I think another misconception is that you'll either have a great sexual relationship with your spouse or you'll be incompatible. But just like the rest of your relationships, it's going to have its ups and downs.
A friend of mine had been dating a guy for quite awhile, and he wanted to marry her, but she wasn't sure, and eventually she said to Cooley and me that she loved everything about him, but, "I'm attracted to him, but I don't know if I'm attracted enough to marry him."
We asked her to clarify, and she said she thought if she didn't get butterflies every single time she saw him or heard his voice, they might not be compatible. But when we questioned her a little further, it turned out that the times she didn't get butterflies were usually when she was overly stressed about tests or her job.

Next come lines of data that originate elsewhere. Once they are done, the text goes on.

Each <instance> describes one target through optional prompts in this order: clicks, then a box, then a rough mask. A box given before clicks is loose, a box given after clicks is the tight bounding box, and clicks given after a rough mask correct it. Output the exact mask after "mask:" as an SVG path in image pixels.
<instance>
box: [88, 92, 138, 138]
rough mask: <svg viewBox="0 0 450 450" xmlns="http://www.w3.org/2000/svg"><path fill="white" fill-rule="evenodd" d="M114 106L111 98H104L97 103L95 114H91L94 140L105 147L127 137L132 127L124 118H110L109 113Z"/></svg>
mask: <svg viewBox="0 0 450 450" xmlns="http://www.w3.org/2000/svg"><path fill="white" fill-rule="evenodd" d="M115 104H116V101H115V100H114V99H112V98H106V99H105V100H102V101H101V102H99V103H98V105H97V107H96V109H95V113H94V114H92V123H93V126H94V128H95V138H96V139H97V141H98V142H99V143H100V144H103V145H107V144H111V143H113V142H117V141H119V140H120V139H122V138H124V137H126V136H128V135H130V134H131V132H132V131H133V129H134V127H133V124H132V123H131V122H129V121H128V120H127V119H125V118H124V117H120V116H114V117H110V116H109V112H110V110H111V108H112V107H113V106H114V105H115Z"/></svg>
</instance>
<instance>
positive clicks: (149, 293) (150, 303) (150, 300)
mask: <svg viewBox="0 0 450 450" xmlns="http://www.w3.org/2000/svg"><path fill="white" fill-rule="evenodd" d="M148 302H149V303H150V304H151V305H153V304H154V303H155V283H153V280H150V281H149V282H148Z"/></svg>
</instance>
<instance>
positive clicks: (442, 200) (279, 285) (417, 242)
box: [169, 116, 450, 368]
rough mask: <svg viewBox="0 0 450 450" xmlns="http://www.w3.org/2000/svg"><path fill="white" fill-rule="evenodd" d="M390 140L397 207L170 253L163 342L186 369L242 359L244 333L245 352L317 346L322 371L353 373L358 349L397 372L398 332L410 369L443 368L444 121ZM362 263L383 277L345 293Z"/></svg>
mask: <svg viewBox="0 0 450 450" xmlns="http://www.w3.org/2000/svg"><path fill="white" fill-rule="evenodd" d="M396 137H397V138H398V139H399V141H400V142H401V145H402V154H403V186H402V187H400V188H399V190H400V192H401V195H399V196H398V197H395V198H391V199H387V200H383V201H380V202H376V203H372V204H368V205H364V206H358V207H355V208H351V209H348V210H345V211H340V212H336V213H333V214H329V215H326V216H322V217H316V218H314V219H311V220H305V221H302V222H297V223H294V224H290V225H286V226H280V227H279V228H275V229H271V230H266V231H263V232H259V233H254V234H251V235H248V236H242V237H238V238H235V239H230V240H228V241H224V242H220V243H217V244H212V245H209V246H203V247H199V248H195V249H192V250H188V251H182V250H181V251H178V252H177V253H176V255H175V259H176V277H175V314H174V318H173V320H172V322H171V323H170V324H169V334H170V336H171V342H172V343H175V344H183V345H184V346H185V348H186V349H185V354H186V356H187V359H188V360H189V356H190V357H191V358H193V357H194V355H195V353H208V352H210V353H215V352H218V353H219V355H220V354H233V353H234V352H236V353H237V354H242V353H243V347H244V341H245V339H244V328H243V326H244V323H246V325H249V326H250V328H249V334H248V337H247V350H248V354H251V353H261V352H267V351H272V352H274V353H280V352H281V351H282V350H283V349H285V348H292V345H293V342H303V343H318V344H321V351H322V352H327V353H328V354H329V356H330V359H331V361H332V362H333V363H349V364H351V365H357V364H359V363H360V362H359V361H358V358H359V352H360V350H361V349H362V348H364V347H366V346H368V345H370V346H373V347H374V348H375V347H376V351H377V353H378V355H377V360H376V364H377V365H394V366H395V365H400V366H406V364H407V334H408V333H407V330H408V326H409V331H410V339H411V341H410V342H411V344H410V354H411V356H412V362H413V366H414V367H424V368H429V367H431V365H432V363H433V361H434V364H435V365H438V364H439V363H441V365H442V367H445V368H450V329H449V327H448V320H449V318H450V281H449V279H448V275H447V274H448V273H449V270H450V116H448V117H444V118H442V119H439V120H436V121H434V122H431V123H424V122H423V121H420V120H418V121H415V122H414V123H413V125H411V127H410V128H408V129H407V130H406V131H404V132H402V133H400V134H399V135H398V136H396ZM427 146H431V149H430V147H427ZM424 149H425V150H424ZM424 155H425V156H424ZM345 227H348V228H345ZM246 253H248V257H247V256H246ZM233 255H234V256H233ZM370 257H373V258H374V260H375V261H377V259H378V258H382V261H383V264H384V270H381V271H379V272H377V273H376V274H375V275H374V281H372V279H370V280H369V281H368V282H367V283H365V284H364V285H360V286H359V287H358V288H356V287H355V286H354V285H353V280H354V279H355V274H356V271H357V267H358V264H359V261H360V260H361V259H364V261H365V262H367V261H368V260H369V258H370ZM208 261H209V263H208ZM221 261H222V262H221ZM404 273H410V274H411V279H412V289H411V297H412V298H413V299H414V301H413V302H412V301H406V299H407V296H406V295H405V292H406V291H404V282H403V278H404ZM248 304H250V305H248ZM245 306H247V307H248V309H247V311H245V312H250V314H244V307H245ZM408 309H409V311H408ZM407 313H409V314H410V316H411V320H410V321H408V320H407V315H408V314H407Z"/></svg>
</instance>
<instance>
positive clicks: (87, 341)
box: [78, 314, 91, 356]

Cooley and I both laughed, and we explained to her that for guys' physicality there's a light switch, but for girls it's sometimes like a switch board, and if everything doesn't match up (tests, unresolved arguments, dirty dishes, whatever), the physical aspect might not be appealing. Even when you're married. And she was genuinely surprised by that.
Is that really a surprising thing? There are so many factors that go into a marital relationship, and they're all going to affect each other. It's that "deep and fulfilling relationship" that Sis. Morgan mentioned. Chemistry is important, of course (I would not advise anyone to marry someone who feels like their sibling), but it's just one unpredictable factor in a relationship that's so much bigger.
And Karli, Elder Holland's talk is so powerful and clear. I had to actually watch it for one of my religion classes, and it's even better that way than reading it.